In the room the mist thinned swiftly; the four men could now see one another. But Tressa was no longer in the room. And in place of the white shroud a piece of filthy tattered carpet lay on the floor. And a dead rat, flattened out, dry and dusty, lay upon it.

"For God's sake," whispered Recklow hoarsely, "let us get out of this!"

Cleves, his pistol clutched convulsively, stared at him in terror. But Recklow took him by the arm and drew him away, muttering that Tressa was waiting for him, and might be ill, and that there was nothing further to expect in this ghastly spot.

They went with Cleves to the Ritz. At the desk the clerk said that Mrs. Cleves had the keys and was in her apartment.

The three men entered the corridor with him; watched him try the door; saw him open it; lingered a moment after it had closed; heard the key turn.

At the sound of the door closing the maid came.

"Madame is asleep in her room," she whispered.

"When did she come in?"

"More than two hours ago, sir. I have drawn her bath, but when I opened the door a few moments ago, Madame was still asleep."

He nodded; he was trembling when he put off his overcoat and dropped hat and gloves on the carpet.

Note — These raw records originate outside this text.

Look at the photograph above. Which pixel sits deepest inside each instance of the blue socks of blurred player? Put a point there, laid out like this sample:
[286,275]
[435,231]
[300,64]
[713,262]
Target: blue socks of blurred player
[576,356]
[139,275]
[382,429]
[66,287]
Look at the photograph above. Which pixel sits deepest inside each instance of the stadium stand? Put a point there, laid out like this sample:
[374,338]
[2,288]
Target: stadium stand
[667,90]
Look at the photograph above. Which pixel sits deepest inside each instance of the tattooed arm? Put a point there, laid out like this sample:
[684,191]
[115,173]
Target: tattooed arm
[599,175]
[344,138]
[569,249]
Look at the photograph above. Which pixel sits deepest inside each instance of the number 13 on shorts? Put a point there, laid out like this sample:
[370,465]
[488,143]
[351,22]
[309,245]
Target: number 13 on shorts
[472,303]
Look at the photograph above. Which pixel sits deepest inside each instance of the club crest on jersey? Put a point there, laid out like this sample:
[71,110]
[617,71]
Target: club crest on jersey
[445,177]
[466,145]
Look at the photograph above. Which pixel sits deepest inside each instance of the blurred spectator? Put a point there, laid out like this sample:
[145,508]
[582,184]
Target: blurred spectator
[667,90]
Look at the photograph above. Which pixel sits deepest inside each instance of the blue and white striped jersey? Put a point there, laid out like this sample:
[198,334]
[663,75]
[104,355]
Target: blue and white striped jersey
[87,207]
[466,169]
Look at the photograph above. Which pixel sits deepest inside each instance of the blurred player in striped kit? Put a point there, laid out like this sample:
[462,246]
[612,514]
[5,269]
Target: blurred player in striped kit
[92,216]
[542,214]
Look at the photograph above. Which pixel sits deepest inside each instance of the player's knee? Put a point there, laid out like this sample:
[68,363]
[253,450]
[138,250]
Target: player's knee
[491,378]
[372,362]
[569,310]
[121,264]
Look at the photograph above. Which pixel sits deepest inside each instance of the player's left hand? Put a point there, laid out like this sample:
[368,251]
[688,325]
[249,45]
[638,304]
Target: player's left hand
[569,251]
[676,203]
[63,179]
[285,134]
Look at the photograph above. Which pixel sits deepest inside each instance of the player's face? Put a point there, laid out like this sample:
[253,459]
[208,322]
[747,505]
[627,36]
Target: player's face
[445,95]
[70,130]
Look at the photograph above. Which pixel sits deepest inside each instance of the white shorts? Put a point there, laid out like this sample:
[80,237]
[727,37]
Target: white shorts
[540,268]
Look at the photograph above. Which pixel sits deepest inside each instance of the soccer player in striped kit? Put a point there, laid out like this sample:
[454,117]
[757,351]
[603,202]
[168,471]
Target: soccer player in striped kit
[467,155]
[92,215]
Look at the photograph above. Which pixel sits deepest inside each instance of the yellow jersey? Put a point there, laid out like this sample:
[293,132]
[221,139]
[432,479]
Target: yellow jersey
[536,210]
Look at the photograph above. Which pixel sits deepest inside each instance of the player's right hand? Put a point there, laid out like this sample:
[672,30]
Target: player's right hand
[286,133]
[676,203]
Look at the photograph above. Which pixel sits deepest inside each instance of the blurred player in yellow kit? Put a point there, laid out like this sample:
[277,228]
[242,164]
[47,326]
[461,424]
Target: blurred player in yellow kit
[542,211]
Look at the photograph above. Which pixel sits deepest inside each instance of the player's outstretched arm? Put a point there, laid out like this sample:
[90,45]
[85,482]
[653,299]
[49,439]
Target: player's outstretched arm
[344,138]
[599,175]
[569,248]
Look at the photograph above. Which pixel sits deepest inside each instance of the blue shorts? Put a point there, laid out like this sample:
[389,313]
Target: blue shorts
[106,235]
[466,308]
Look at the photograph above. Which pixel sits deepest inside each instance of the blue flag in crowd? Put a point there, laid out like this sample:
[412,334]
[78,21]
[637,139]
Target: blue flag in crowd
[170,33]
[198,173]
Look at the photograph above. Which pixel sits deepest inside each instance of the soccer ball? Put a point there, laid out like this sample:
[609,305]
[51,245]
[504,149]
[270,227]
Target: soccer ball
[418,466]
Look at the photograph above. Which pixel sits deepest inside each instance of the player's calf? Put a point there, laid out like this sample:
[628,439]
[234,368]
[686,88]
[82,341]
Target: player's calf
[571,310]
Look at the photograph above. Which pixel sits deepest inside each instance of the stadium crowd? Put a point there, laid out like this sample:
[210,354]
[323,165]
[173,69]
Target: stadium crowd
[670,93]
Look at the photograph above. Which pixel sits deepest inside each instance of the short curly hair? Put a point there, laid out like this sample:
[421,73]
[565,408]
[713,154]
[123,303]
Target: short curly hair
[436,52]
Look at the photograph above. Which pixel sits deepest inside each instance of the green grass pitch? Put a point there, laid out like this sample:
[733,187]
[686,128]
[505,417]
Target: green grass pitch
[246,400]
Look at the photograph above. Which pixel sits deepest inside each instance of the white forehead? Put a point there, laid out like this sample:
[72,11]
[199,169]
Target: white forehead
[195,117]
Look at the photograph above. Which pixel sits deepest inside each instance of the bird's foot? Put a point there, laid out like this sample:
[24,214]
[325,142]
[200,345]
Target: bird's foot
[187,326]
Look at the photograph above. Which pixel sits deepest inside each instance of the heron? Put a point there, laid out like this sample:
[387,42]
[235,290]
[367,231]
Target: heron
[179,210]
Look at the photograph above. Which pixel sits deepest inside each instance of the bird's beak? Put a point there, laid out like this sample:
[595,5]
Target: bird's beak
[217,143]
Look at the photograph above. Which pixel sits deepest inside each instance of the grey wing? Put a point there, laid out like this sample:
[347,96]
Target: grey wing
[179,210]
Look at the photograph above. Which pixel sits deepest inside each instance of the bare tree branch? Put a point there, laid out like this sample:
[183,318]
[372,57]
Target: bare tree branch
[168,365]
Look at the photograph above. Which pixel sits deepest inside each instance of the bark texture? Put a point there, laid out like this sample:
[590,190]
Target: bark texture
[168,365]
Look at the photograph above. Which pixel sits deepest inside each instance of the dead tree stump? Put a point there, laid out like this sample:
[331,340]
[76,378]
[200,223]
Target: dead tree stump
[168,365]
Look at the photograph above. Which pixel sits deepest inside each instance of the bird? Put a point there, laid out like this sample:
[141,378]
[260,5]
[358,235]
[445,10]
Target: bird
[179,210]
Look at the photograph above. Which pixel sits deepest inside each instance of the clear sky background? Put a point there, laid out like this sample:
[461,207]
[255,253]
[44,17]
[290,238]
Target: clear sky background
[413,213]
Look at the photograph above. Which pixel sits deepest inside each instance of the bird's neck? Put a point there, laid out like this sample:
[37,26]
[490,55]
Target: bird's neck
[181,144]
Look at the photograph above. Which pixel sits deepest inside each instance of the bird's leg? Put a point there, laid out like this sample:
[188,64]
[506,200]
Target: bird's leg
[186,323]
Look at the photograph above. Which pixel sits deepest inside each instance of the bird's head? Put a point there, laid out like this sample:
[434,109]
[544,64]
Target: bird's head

From the little rose and ivory reception room he could see the closed door of his wife's chamber. And for a while he stood staring at it.

Then, slowly, he crossed this room, opened the door; entered.

In her bedroom the tinted twilight was like ashes of roses. He went to the bed and looked down at her shadowy face; gazed intently; listened; then, in sudden terror, bent and laid his hand on her heart. It was beating as tranquilly as a child's; but as she stirred, turned her head, and unclosed her eyes, under his hand her heart leaped like a wild thing caught unawares and the snowy skin glowed with an exquisite and deepening tint as she lifted her arms and clasped them around her husband's, neck, drawing his quivering face against her own.